An AI agent that automatically improves its own prompt. Give it any task — it runs, evaluates its own output, rewrites its prompt based on the feedback, and tries again. Each iteration gets better.
Built from scratch. No LangChain. No AutoGen. Just Python + GPT-4o-mini.
User gives a task
↓
Agent runs with current prompt → produces output
↓
Evaluator scores output (1-10) across 5 criteria
↓
Improver reads score + weaknesses → rewrites the prompt
↓
Agent runs again with the improved prompt
↓
Repeat until target score reached or max iterations hit
↓
Best output wins
The prompt literally rewrites itself every iteration based on what the evaluator found wrong.

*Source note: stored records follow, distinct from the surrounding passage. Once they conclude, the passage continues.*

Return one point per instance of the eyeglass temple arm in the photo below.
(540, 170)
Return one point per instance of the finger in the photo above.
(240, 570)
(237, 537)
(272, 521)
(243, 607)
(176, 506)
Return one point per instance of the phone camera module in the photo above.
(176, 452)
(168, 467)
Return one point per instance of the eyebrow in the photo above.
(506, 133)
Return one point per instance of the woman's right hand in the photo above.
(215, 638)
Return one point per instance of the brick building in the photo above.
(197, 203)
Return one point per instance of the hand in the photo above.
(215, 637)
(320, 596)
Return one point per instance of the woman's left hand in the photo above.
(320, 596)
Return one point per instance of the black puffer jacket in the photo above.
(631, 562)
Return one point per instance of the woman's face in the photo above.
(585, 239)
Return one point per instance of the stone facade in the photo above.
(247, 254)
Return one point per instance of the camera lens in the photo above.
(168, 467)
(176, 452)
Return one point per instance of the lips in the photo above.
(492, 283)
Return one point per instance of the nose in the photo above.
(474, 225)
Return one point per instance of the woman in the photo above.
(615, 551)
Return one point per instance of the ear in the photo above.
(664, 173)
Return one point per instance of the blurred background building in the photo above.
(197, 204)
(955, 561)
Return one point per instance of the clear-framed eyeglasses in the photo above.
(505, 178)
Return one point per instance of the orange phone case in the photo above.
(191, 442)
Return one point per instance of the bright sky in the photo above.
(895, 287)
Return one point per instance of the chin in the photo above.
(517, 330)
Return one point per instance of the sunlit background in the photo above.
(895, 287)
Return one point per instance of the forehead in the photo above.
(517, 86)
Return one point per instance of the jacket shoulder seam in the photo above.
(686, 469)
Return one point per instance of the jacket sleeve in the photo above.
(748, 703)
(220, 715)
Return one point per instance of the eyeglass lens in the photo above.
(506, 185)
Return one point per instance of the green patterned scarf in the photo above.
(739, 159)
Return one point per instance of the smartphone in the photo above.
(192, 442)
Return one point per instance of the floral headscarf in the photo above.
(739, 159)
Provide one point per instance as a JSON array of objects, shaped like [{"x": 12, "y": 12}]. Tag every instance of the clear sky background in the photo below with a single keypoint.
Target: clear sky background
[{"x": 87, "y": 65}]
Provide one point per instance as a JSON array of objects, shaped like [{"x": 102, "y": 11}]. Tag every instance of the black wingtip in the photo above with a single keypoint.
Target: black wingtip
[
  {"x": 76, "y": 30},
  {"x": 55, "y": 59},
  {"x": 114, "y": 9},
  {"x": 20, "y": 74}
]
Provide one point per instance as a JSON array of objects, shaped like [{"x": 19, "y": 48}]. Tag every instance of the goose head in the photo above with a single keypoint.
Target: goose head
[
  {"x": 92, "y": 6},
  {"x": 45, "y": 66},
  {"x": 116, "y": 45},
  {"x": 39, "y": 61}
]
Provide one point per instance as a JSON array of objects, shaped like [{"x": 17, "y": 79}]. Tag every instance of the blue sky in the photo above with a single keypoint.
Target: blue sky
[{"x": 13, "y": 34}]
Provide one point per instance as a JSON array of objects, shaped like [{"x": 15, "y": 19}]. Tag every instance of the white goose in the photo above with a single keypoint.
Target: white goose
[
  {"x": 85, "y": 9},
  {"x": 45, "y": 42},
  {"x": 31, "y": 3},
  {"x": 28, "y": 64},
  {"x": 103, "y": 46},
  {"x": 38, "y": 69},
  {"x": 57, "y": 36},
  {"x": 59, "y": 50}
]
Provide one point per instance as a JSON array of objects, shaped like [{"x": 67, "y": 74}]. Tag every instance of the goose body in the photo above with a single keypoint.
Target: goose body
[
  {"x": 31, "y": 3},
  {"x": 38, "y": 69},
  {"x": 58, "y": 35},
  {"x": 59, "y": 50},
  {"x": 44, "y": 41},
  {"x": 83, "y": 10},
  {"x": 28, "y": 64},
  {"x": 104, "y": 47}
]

Iteration 1 — Generic prompt → Score 7/10
Iteration 2 — Improver adds analogies, examples, comparisons → Score 8/10
Iteration 3 — Improver refines persona + adds summary instruction → Accuracy 9/10
Score improved from 7 → 8 → 8 across 3 iterations on "Explain transformer architecture to a beginner."
self-improving-agent/
├── app.py # Streamlit UI with iteration viewer
├── agent.py # Runs the task with current prompt
├── evaluator.py # Scores output across 5 criteria
├── improver.py # Rewrites prompt based on feedback
├── prompt_memory.py # Saves all prompt versions + scores
├── prompts.py # Base prompts for all 3 agents
├── config.py # Settings + API keys from .env
└── requirements.txt
| Layer | Tool |
|---|---|
| LLM | GPT-4o-mini (OpenAI) |
| Frontend | Streamlit |
| Memory | JSON persistence |
| Pattern | Meta-agent / self-optimization loop |
| Config | python-dotenv |
1. Clone the repo
git clone https://github.com/ES7/self-improving-agent
cd self-improving-agent2. Install dependencies
pip install -r requirements.txt3. Set up API key
cp .env.example .envFill in .env:
OPENAI_API_KEY=your_openai_key_here
4. Run
streamlit run app.pyEvery output is scored across 5 dimensions:
| Criteria | What it measures |
|---|---|
| Completeness | Does it fully address the task? |
| Accuracy | Is the content correct? |
| Clarity | Is it well-structured and easy to understand? |
| Depth | Does it go beyond surface level? |
| Usefulness | Would this actually help someone? |
The improver uses weak scores to rewrite the prompt specifically for those gaps.
Adjustable from the sidebar:
- Max iterations — how many times the agent improves (1-5)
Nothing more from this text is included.